# Hello



## arizona_mantis

Hey i am seventeen years old from hot Phoenix, Arizona. I have recently stumbled upon praying mantises and am completely fascingnated by them. I want to own one real soon though. what is a good first mantis, one that likes to hunt its prey.

thank you


----------



## Rick

Welcome! Have you found any in your neck of the woods?


----------



## arizona_mantis

no i cant find a single one. i guess they are hiding pretty good


----------



## robo mantis

Welcome you will find them don't worry.


----------



## arizona_mantis

Thank you i am very determined to find one.


----------



## hibiscusmile

Hey Arizona, what a beautiful state you have, Welcome.


----------



## arizona_mantis

thank you i know it is beautiful but it is very hot as well, maybe a little to hot lol


----------



## Asa

Probably. Nice to see another mantis geek!


----------



## arizona_mantis

yup just got into them like recently. I had found one when i was like ten kept it as a pet, then forgot about them. they are really nice little creatures and i am happy to getting one again


----------



## Asa

Ever tried putting a leash on them?

Don't.


----------



## arizona_mantis

no i have never trie that wont their neck be to little forthat


----------



## Asa

People in China do it, why not us?

Answer: eww...


----------



## arizona_mantis

really didnt know that. i would like to see a picture of that, but i dont see the point of putting one on. though it would look funny.


----------



## Asa

They don't do it anymore, but they used to. Hoping to use the 'Praying' mantids abilities, to pray, they would chain them to their bedside with a leash to keep demons away :lol: .


----------



## arizona_mantis

Ha Ha that is funny and a little wierd. :lol:


----------



## Asa

Yeah, like how they used to bind their feet :lol: .
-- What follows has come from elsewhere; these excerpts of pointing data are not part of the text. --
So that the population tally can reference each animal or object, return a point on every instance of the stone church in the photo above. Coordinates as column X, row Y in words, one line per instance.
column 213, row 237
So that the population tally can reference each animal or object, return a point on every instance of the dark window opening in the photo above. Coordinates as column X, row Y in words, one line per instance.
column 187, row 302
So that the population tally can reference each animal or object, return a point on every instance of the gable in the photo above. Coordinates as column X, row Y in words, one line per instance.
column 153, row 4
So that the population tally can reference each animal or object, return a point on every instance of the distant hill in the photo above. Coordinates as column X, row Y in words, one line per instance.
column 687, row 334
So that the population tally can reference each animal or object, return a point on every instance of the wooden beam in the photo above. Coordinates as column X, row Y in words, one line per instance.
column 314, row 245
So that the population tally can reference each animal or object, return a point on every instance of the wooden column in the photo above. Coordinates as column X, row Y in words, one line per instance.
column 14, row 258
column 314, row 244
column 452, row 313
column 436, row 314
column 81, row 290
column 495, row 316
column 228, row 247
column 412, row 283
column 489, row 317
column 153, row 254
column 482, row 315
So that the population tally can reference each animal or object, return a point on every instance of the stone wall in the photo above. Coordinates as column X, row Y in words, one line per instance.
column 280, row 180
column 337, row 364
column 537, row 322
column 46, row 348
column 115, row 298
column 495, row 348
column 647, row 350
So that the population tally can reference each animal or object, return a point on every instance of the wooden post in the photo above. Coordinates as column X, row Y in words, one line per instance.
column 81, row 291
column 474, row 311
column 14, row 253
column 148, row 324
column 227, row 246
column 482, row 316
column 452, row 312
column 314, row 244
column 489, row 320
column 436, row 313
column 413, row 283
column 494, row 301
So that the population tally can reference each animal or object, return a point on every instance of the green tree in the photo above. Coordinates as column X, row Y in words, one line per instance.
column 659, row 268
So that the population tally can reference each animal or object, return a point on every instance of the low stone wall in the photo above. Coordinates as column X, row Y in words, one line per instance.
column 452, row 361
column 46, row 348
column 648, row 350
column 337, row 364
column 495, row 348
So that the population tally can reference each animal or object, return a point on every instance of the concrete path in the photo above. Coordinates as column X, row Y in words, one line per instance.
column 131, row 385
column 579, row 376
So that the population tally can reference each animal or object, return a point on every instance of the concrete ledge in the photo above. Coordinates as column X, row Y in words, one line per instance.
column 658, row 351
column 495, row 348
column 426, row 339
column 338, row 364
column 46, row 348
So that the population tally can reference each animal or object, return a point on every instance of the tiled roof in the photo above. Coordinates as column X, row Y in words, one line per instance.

Actually, that's just gross.  

I mean :shock:


----------



## arizona_mantis

i know but still a little funny :lol: maybr? :? lol


----------



## Asa

Naw, it's hilarious :lol: 

That's it, no more caffeine. I'm headed for bed!


----------



## arizona_mantis

ya i guess it is really funny :lol: 

All right then get a good sleep.


----------



## OGIGA

Welcome!


----------



## arizona_mantis

thank you this is now my new favorite site


----------



## Asa

Trust me, it will become even greater in your eyes... I'm insane...


----------



## arizona_mantis

haha hopefully i dont get as insane as yoiu are lol :lol:


----------



## Ian

Best of luck with finding some arizonian species!

Welcome to the forum


----------



## Asa

> haha hopefully i dont get as insane as yoiu are lol :lol:


Oh, you will be... you will be...


----------